Abstract In eukaryotic cells, DNA ( deoxyribonucleic acid ) synthesis occurs at specific sites that move through the genome called replication forks. Multiprotein complexes at these forks catalyse the synthesis of two new strands of DNA using parental strands as templates to produce two complete copies of the parental DNA. The eukaryotic replication fork machinery must deal with the chromatin and chromosome structure of eukaryotic genomes, be able to replicate DNA in the context of a complex cell cycle, and be able to deal with the constant threat of mutations that could arise due to replication of damaged DNA, all while trying to efficiently replicate the DNA with high fidelity.

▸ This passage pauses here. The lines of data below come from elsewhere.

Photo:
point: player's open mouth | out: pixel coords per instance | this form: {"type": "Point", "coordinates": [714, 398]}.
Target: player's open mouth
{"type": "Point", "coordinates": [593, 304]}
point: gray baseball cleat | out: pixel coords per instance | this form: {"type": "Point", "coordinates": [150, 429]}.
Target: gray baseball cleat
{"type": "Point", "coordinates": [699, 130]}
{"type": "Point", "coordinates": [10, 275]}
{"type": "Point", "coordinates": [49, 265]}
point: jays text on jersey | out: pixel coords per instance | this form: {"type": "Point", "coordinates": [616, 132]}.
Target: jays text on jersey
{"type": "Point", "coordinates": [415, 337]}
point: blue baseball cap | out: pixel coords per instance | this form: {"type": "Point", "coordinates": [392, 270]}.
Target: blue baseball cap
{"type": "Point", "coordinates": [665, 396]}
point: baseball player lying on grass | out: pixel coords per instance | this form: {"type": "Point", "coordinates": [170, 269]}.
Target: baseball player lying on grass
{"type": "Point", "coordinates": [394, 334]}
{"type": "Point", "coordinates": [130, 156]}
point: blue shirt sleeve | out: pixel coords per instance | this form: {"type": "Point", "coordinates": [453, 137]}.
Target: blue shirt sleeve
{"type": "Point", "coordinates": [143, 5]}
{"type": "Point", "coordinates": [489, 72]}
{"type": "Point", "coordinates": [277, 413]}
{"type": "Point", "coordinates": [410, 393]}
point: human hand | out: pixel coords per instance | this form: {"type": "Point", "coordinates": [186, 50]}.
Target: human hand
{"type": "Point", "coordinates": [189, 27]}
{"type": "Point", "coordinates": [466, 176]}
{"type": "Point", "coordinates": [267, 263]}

The resulting eukaryotic replication fork is a tightly controlled, yet incredibly efficient biological machine capable of synthesizing billions of base pairs of DNA in the span of hours. Key Concepts: Eukaryotic DNA replication requires the concerted action of multiple DNA polymerases and accessory factors that replicate the DNA with high efficiency and accuracy. Eukaryotic chromosomes are replicated in a semidiscontinuous manner by replication forks that coordinate the simultaneous replication of the leading and lagging strands. The eukaryotic replication machinery is equipped to displace histones that coat chromatin DNA and reconstitute fully functional nucleoprotein chromosomes after DNA replication.